尽管它们取得了惊人的成功,最先进的语言模型在理解某些重要的语义细节方面仍然面临着挑战。本文介绍了一个名为 VISLA(语义和词义变化对齐)的基准,旨在评估语言模型的语义和词义理解能力。VISLA 提出了一种三元语义(形式)等价任务,三元组句子与图像相关联,以评估视觉语言模型(VLMs)和单语语言模型(ULMs)的语义和词义理解能力。在评估 34 个 VLMs 和 20 个 ULMs 的过程中,揭示了在区分词汇和语义变化方面令人惊讶的困难。语言模型编码的空间语义也似乎对词汇信息非常敏感。值得注意的是,VLMs 的文本编码器在语义和词义变化方面比单语文本编码器更加敏感。我们的贡献包括统一图像到文本和文本到文本检索任务,无需微调即可进行一般评估,以及评估 LMs 在词汇变化影响下的语义(形式)变化。结果表明,各种视觉和单语语言模型的优势和劣势得到了突出,有助于更深入地了解它们的能力。VISLA 为严格的评估提供了一个框架,揭示了语言模型在处理语义和词义细微差别方面的能力。数据和代码将在此链接的 URL 上提供。

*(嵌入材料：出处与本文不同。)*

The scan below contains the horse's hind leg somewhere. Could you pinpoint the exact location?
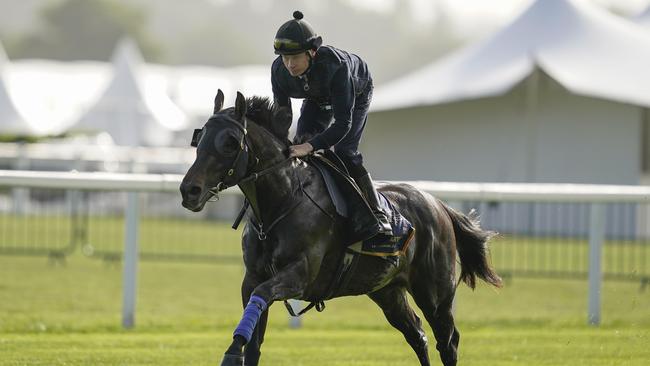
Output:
[413,288,460,366]
[368,286,430,366]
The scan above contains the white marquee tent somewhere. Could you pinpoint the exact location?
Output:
[72,39,187,146]
[0,44,44,136]
[361,0,650,235]
[374,0,650,110]
[362,0,650,184]
[633,6,650,28]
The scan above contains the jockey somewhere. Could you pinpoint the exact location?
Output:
[271,11,392,235]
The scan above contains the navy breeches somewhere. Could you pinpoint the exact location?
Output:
[296,85,372,178]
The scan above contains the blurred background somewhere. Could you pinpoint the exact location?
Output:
[0,0,650,365]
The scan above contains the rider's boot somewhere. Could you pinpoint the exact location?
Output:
[355,173,393,236]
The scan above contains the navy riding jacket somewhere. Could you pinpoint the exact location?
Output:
[271,46,372,150]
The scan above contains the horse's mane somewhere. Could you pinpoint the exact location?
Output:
[246,96,292,145]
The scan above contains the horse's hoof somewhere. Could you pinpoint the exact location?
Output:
[221,353,244,366]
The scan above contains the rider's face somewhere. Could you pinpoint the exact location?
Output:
[282,52,309,76]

https://arxiv.org/abs/2404.16365
In this paper, we present OmniSearchSage, a versatile and scalable system for understanding search queries, pins, and products for Pinterest search. We jointly learn a unified query embedding coupled with pin and product embeddings, leading to an improvement of $>8\%$ relevance, $>7\%$ engagement, and $>5\%$ ads CTR in Pinterest's production search system. The main contributors to these gains are improved content understanding, better multi-task learning, and real-time serving. We enrich our entity representations using diverse text derived from image captions from a generative LLM, historical engagement, and user-curated boards. Our multitask learning setup produces a single search query embedding in the same space as pin and product embeddings and compatible with pre-existing pin and product embeddings. We show the value of each feature through ablation studies, and show the effectiveness of a unified model compared to standalone counterparts. Finally, we share how these embeddings have been deployed across the Pinterest search stack, from retrieval to ranking, scaling to serve $300k$ requests per second at low latency. Our implementation of this work is available at this https URL.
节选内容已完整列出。